Hanoï : Découvrez le temple Bach Ma, vieux de mille ans, qui garde le côté oriental de la ville impériale.
Situé au cœur du quartier historique animé, le temple Bach Ma est non seulement l'un des sites spirituels les plus sacrés des quatre villes fortifiées de Thang Long, mais il possède également une architecture distinctive de la dynastie Nguyen et la légende d'un cheval divin qui a aidé le roi à construire la citadelle.
Situé au 76 rue Hang Buom, dans le district de Hoan Kiem, le temple Bach Ma est le plus ancien des « Quatre temples gardiens de Thang Long ». Au cœur de l'agitation urbaine, il offre un havre de paix, préservant le patrimoine culturel et historique unique de cette capitale millénaire.

Légende du cheval divin et de la divinité gardienne de l'Orient
Le temple Bach Ma est dédié au dieu Long Do, divinité locale associée au mont Nung, lieu de convergence des énergies sacrées des rivières et des montagnes de l'ancienne capitale. Au sein du système des quatre temples gardiens, il jouait un rôle dans la protection du côté oriental de la citadelle de Thang Long, aux côtés du temple Voi Phuc (à l'ouest), du temple Quan Thanh (au nord) et du temple Kim Lien (au sud).
L'histoire du temple est liée à deux légendes majeures. Sous la domination chinoise, Cao Bien fit construire la citadelle de Dai La, mais celle-ci s'effondrait sans cesse. Voyant apparaître l'esprit de Long Do, il eut recours à la magie pour le maîtriser, mais la foudre détruisit tout, le contraignant à édifier un temple. En 1010, lorsque le roi Ly Thai To transféra la capitale à Thang Long, la construction de la citadelle rencontra des difficultés similaires. Après avoir prié l'esprit, le roi vit un cheval blanc galoper hors du temple, laissant des empreintes partout où il passait. Suivant ces empreintes, la citadelle fut reconstruite sans s'effondrer, et dès lors, l'esprit reçut le titre de Dieu de la Citadelle de Thang Long.

L'architecture et l'art de la dynastie Nguyen étaient exquis.
Ayant subi de nombreuses restaurations, notamment une importante rénovation en 1839, le temple Bach Ma porte aujourd'hui l'empreinte caractéristique de l'architecture de la dynastie Nguyen. Son élément le plus original est le système de coupoles en forme de carapace de crabe reliant les bâtiments et créant un espace continu et aéré. La salle de prière principale présente une charpente en bois à poutres et consoles empilées, finement décorée de motifs de nuages, de feu et de fleurs.

Dans le sanctuaire intérieur, la statue du dieu Long Đỗ trône majestueusement sur un trône, tandis qu'au centre se dresse une statue de cheval blanc doré, symbole de la divinité sacrée.

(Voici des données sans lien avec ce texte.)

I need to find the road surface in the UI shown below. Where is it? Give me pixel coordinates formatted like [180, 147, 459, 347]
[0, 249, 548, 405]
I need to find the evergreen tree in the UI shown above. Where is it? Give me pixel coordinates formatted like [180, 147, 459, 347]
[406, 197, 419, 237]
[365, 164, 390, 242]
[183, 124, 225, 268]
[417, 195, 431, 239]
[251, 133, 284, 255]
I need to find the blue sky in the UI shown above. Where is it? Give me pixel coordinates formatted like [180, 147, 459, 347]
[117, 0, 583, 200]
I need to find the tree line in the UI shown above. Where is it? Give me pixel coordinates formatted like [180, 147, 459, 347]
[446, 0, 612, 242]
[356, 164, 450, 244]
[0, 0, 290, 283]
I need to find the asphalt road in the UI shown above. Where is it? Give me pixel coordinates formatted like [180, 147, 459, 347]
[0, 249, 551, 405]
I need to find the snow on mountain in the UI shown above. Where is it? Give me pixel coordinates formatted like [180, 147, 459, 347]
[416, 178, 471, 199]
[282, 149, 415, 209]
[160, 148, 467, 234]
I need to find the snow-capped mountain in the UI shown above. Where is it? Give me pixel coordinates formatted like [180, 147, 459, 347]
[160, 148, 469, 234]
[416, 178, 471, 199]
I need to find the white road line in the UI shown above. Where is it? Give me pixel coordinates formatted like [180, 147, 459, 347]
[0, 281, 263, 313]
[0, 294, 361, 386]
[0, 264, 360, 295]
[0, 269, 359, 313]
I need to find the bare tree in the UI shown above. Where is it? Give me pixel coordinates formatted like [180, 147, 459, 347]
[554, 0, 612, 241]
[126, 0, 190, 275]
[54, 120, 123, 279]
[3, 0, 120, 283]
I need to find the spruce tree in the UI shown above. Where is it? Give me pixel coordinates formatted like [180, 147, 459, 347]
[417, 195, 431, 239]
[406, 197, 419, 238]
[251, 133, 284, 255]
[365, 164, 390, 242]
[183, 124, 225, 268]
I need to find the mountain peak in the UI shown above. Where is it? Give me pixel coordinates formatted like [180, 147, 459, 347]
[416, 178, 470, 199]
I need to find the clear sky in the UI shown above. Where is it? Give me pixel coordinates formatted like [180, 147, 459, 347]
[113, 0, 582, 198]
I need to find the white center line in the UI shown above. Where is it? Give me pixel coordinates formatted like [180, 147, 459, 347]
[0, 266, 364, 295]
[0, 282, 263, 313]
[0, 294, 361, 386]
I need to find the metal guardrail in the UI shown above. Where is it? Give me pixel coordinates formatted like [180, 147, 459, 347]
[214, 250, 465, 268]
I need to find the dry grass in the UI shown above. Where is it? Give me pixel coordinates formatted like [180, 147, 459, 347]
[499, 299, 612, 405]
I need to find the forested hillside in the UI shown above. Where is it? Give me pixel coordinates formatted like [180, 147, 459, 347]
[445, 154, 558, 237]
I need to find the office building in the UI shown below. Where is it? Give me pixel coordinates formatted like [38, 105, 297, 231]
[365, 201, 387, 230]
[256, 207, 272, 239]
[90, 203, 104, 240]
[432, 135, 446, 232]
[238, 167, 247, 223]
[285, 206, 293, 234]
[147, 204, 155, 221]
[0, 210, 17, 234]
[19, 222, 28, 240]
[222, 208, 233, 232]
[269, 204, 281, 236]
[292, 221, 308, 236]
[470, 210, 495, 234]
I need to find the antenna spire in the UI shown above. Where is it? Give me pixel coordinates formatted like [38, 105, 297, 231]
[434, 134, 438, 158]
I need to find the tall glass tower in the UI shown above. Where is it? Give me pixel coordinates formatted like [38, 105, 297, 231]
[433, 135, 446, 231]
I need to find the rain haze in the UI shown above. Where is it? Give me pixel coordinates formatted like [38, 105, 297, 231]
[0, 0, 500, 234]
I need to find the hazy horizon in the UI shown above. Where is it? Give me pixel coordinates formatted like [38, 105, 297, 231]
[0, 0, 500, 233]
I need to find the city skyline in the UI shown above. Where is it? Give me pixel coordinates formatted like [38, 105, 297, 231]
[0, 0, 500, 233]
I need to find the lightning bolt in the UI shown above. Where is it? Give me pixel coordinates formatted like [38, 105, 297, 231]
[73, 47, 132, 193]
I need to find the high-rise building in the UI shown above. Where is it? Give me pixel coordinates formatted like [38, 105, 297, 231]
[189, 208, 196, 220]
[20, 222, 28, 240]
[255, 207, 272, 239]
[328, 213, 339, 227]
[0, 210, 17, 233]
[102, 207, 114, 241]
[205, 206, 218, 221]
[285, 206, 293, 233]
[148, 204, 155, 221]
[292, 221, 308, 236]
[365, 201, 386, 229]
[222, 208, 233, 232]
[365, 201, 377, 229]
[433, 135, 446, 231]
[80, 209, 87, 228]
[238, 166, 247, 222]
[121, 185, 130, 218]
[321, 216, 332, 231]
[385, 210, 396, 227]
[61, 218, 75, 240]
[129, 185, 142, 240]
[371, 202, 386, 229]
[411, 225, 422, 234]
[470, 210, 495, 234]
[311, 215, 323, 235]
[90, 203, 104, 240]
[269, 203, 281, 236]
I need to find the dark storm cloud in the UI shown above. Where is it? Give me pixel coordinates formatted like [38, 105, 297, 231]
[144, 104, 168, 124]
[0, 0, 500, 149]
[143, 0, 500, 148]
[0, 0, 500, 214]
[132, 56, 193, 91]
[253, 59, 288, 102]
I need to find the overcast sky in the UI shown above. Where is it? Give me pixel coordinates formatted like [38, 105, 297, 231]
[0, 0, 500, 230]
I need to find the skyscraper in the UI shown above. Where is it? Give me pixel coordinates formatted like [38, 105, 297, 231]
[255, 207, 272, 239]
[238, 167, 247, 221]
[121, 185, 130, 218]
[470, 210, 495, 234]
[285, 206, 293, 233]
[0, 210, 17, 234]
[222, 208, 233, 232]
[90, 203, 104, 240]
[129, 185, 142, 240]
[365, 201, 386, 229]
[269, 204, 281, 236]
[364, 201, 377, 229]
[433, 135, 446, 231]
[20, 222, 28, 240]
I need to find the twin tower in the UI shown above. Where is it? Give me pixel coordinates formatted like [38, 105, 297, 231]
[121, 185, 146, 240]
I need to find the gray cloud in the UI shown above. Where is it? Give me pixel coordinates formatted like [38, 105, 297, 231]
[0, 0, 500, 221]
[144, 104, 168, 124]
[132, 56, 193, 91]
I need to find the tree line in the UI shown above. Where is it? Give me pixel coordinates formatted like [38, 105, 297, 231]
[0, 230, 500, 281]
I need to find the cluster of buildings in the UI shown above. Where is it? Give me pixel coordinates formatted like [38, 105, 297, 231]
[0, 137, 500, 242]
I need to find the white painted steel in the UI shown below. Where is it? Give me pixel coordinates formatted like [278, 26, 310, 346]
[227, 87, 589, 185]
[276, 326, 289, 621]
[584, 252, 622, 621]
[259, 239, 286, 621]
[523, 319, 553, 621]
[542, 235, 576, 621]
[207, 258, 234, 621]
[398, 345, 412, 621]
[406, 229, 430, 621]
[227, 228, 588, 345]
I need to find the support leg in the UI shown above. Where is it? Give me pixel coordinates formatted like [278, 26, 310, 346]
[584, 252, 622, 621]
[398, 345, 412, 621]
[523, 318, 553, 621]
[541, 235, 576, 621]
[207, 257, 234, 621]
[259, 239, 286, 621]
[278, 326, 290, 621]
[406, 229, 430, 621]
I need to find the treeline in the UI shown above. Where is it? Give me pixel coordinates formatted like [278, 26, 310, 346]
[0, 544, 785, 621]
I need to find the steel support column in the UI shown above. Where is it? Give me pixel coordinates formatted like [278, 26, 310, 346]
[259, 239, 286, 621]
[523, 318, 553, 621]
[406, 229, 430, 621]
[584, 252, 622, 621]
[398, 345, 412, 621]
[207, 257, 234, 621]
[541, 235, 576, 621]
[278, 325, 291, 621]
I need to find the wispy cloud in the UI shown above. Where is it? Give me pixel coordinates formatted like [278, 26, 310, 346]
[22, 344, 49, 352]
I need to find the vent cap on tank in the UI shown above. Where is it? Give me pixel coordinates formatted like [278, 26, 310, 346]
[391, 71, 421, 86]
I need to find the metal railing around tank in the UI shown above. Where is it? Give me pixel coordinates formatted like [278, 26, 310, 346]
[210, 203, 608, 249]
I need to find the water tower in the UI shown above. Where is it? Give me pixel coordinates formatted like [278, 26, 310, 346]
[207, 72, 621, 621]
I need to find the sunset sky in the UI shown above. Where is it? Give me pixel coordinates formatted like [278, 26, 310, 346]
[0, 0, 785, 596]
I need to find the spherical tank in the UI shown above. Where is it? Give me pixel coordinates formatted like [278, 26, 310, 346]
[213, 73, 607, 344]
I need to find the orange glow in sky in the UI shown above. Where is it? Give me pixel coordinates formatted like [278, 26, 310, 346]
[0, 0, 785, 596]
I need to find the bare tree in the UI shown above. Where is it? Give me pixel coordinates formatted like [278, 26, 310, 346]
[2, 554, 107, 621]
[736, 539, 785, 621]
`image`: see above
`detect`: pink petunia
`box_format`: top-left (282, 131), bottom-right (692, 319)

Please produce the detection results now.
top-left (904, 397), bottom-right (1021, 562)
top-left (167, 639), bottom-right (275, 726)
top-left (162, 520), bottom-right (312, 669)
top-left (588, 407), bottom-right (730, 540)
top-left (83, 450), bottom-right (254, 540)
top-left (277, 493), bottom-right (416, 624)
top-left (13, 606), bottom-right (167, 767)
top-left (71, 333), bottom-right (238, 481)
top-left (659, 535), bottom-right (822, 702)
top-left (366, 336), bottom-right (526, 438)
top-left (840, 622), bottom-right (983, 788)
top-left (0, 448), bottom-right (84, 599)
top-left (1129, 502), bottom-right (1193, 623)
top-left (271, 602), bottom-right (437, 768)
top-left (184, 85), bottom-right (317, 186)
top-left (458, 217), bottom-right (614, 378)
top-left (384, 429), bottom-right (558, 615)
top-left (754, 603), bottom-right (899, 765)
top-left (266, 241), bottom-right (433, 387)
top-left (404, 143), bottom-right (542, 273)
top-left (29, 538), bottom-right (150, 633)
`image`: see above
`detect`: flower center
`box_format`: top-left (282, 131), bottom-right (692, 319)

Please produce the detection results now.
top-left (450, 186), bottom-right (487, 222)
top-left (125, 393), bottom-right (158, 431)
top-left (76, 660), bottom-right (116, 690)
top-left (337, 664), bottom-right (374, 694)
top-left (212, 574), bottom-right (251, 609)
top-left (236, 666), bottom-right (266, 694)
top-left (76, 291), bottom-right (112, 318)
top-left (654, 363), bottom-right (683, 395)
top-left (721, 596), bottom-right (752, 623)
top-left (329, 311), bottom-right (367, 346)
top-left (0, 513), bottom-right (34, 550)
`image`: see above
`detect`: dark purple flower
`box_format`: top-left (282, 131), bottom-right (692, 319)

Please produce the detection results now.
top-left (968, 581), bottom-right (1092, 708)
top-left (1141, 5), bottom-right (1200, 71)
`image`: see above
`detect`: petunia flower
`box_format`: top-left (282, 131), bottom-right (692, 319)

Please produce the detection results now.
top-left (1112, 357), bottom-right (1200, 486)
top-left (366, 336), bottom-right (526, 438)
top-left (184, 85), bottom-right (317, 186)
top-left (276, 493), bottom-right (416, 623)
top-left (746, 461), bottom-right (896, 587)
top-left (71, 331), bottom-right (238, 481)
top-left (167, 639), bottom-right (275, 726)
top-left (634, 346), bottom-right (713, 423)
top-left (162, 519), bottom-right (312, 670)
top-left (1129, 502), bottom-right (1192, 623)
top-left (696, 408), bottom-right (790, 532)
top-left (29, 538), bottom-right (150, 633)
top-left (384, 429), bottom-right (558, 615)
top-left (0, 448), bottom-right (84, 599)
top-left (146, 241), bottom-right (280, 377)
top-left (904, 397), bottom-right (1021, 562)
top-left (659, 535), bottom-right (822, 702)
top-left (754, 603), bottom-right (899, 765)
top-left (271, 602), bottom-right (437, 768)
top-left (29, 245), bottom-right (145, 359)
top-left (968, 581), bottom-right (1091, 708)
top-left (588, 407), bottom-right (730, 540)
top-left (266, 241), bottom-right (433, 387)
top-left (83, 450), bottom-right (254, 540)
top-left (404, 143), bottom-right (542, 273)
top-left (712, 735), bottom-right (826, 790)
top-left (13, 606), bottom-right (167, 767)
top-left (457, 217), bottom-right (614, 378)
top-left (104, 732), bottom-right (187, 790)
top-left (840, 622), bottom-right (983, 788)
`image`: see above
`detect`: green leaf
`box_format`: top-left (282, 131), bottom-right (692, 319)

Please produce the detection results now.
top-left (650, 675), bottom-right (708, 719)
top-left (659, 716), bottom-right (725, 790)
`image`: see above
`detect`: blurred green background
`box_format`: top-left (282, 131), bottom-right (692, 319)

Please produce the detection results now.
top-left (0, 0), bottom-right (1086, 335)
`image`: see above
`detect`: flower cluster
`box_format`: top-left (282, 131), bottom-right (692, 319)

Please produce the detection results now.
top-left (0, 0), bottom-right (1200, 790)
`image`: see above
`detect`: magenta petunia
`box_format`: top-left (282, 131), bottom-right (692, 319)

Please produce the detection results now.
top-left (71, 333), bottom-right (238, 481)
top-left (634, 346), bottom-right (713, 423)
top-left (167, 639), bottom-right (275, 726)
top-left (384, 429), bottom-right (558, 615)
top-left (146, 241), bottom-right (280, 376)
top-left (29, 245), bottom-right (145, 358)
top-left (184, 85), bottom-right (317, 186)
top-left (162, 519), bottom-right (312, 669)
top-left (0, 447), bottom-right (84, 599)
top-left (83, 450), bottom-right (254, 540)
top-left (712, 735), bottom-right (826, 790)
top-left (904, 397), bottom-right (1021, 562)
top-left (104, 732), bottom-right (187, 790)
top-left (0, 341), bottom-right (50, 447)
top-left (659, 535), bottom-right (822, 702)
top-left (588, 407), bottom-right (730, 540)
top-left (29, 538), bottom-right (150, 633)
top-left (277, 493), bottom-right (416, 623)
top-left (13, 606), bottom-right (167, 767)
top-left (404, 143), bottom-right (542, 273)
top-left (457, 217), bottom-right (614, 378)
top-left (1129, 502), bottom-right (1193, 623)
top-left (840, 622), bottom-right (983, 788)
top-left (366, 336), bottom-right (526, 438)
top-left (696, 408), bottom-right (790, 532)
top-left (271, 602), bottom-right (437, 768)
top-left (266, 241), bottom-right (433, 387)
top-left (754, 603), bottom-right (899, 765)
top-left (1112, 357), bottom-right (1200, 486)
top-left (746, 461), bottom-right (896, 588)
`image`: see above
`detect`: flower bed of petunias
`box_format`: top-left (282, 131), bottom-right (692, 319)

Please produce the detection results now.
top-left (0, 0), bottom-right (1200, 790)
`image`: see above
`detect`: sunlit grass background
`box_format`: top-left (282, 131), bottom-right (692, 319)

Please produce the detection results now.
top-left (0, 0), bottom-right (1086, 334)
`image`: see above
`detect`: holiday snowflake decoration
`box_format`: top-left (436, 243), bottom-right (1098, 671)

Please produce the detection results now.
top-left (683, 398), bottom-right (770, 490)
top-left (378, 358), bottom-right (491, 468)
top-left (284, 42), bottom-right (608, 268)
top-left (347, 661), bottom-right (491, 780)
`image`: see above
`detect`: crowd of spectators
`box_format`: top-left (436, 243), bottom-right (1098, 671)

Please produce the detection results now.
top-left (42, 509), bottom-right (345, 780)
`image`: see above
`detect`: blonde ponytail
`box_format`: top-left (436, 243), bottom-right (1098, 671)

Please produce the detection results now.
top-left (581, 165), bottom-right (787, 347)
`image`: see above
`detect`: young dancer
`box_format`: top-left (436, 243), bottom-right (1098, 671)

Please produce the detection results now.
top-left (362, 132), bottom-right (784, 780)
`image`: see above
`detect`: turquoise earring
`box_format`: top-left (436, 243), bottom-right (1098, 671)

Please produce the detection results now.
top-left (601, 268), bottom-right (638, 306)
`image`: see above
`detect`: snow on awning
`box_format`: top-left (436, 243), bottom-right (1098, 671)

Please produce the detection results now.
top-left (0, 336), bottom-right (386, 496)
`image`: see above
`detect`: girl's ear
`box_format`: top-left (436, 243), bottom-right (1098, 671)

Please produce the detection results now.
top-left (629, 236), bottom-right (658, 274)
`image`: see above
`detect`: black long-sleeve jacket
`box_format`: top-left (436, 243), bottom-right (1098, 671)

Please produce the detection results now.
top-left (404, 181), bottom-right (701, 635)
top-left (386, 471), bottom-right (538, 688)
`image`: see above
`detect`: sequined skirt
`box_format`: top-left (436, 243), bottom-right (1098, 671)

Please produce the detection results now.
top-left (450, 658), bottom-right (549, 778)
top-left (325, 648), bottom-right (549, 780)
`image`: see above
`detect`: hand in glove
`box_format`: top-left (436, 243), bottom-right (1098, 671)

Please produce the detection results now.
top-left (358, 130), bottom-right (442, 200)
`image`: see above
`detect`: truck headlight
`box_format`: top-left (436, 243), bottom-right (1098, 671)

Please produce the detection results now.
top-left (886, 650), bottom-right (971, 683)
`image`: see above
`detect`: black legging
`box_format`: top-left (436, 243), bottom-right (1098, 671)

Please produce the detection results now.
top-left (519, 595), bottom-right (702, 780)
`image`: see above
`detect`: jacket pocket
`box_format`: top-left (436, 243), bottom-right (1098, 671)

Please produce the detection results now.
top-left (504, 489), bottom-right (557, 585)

Le temple illustre également le concept d'égalité des trois religions en vénérant à la fois des statues de Bouddha et des divinités, ainsi que des objets rituels tels que des lances, des épées et des javelots anciens.

Une destination culturelle et spirituelle pour les visiteurs du monde entier.
Chaque année, au deuxième mois lunaire, le temple Bach Ma organise un festival dont le rituel unique consiste à « jeter le buffle de terre » (battre le buffle de terre). Cette coutume, qui remonte à l'époque de Ly Thai Tong, symbolise les adieux à l'hiver, les prières pour un temps clément et une récolte abondante pour la communauté agricole.
Grâce à son emplacement privilégié dans la vieille ville, le temple attire non seulement les habitants en quête de paix et de prospérité, mais constitue également un attrait majeur pour les touristes internationaux. Carotta, une touriste italienne, a partagé son admiration pour l'architecture unique et l'expérience culturelle fascinante qu'elle propose.

Le temple conserve encore aujourd'hui quinze stèles anciennes relatant son histoire et ses rénovations, ainsi qu'une collection d'objets précieux. Pour de nombreuses personnes, comme M. Dang Quoc Cuong (Thai Binh), se rendre au temple Bach Ma en début d'année est devenu une tradition, un moyen de confier à Dieu la paix et la prospérité pour leurs familles.